Kos is where this cruise started a week ago, and indeed where the vast majority of our guided gulet cruises in Greece start and end. It is a place with which we feel very familiar, where we have friends and where we are able to show our guests some truly great archaeology.
So, we were pleased to return to Kos, as planned, and to be able to tour the modern city, constructed by the Italian authorities then in control of the Dodecanese following the devastating earthquake of 1933, and criss-crossed with archaeological parks that reveal parts of the ancient city, founded in 336 BC and thriving until Late Roman or Early Byzantine times. The morning was spent exploring Kos Town and its antiquities, followed by a superb seafood lunch at one of my all-time favourite restaurants and a pleasant cruise to the uninhabited island of Yali – but that is a different story.

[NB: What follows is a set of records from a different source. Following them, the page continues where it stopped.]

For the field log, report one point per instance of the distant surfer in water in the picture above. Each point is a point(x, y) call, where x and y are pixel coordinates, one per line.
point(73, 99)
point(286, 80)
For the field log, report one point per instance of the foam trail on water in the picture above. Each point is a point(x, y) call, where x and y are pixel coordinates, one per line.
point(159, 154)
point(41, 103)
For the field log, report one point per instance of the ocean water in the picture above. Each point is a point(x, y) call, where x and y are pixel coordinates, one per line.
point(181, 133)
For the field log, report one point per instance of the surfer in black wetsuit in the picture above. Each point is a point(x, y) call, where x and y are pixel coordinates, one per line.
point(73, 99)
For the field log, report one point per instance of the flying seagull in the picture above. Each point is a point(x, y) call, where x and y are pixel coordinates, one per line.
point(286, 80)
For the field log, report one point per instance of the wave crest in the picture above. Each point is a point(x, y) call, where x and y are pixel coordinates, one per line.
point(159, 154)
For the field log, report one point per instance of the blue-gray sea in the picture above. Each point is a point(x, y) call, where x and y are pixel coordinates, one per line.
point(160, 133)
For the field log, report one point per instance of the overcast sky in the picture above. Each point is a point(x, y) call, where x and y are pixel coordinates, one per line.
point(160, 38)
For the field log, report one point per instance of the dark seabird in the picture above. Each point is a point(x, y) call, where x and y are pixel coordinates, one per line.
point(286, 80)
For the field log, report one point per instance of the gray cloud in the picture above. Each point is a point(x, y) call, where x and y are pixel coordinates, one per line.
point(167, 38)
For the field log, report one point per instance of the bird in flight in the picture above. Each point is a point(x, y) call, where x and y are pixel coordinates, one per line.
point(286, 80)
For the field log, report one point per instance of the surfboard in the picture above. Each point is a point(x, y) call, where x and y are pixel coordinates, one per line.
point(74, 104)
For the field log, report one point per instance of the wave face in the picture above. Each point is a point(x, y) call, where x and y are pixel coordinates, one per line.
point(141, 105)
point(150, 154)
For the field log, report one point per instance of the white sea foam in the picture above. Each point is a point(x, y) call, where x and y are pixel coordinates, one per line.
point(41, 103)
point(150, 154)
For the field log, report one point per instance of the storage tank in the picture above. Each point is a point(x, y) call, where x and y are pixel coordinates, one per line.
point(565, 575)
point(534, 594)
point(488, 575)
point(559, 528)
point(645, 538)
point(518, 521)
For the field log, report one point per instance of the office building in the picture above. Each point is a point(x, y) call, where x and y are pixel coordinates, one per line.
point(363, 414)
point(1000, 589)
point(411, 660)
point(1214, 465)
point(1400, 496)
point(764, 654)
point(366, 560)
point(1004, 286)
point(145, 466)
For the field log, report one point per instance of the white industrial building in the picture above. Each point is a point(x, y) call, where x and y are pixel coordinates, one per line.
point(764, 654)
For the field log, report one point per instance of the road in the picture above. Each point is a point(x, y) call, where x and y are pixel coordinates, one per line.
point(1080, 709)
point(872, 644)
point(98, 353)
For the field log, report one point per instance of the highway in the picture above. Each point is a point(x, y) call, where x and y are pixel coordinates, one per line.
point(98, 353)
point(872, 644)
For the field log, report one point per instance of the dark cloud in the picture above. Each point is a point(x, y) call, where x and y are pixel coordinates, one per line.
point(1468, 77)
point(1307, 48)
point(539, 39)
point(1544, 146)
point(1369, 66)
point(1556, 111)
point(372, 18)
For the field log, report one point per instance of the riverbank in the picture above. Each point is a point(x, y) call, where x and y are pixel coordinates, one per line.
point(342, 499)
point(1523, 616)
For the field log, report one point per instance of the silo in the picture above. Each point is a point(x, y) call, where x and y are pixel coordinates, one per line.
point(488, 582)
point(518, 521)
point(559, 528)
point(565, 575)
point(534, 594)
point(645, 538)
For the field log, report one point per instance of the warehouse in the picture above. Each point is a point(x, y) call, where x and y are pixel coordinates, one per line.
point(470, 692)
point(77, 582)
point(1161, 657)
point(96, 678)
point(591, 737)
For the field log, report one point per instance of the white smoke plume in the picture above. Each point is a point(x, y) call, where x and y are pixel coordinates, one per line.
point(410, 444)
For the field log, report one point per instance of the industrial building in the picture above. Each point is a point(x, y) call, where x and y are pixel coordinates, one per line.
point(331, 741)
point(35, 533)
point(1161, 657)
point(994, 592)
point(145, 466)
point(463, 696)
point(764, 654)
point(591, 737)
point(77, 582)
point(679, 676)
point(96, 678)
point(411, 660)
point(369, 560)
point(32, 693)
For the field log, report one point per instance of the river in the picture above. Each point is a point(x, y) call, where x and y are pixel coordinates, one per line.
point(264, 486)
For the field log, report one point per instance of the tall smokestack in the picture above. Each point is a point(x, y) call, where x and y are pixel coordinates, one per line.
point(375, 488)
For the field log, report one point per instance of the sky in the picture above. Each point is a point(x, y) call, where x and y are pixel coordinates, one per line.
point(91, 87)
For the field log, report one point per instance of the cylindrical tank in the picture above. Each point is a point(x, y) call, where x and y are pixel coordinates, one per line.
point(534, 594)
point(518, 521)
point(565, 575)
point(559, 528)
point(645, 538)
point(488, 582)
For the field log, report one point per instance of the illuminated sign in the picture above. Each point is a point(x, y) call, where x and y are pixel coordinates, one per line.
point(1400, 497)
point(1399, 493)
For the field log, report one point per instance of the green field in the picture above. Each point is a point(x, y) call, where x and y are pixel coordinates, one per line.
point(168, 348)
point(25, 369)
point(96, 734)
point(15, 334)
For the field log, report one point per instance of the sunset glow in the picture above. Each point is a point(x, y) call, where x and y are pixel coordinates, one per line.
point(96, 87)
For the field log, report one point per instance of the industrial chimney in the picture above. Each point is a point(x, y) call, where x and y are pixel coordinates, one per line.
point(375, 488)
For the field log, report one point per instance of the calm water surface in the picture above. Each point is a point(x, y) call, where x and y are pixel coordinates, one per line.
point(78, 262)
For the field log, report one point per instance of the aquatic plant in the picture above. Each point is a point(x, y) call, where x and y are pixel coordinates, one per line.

The morning’s tour included parts of the city’s ancient agora, but focused more strongly on the recently reopened Archaeological Museum – another surprisingly rich collection – and especially on its branch at the “Casa Romana” – the Roman House.
The Casa Romana is a gem and should be better known. It is a 2nd or 3rd century AD residence, probably belonging to one of the wealthiest families of Kos at the time, maybe engaged in commerce, or government, or both. The Italian archaeologists who excavated it found it so well preserved that they decided to reconstruct most of the building. As a result, it is a site where we can appreciate the volumes and spaces of a Roman high-class house much better than at most sites in Greece – if you like Roman houses and you have already been to Pompeii, Herculaneum, Ephesus and maybe Xanten, this is a place you should see at some point.
There is much to learn here. The use of open courtyard spaces to bring light and air into the structure is clear and can be experienced in situ (our image shows the largest, the peristyle). The visitor can also enter most of the series of ornate reception and dining rooms that reflect on the lifestyle and social structure of Roman cities. Equally clear is the separate and more private nature of the house’s residential part.
There is also much to admire, from bottom to top. The Casa Romana preserves multiple fine mosaic floors, with marine and animal motifs, as well as some fantastic examples of opus sectile, marble inlay flooring. The walls are decorated with frescoes here and there, including some human figures as well as plant motifs and trompe l’oeil architecture, but more frequently they bear beautiful marble cladding, part of which survives. Two of the three courtyard spaces are decorated with elaborate columns, including all three orders: Doric, Ionian and Corinthian.
To add to this already wonderful combination, the Greek Archaeological Service has spent much effort on creating little gardens in the open areas and on decorating the rooms with artefacts, such as small sculptures, vases and so on. All of them are arranged in a meaningful and contextual style and accompanied by highly informative text panels that elucidate Roman domestic life.
It is not surprising that I, as an archaeologist-guide, would enjoy such a place. But what really underlines the value of the Casa Romana for me is the observation of my guests’ facial expressions on visiting it, moving from interest via fascination and amazement to sheer joy.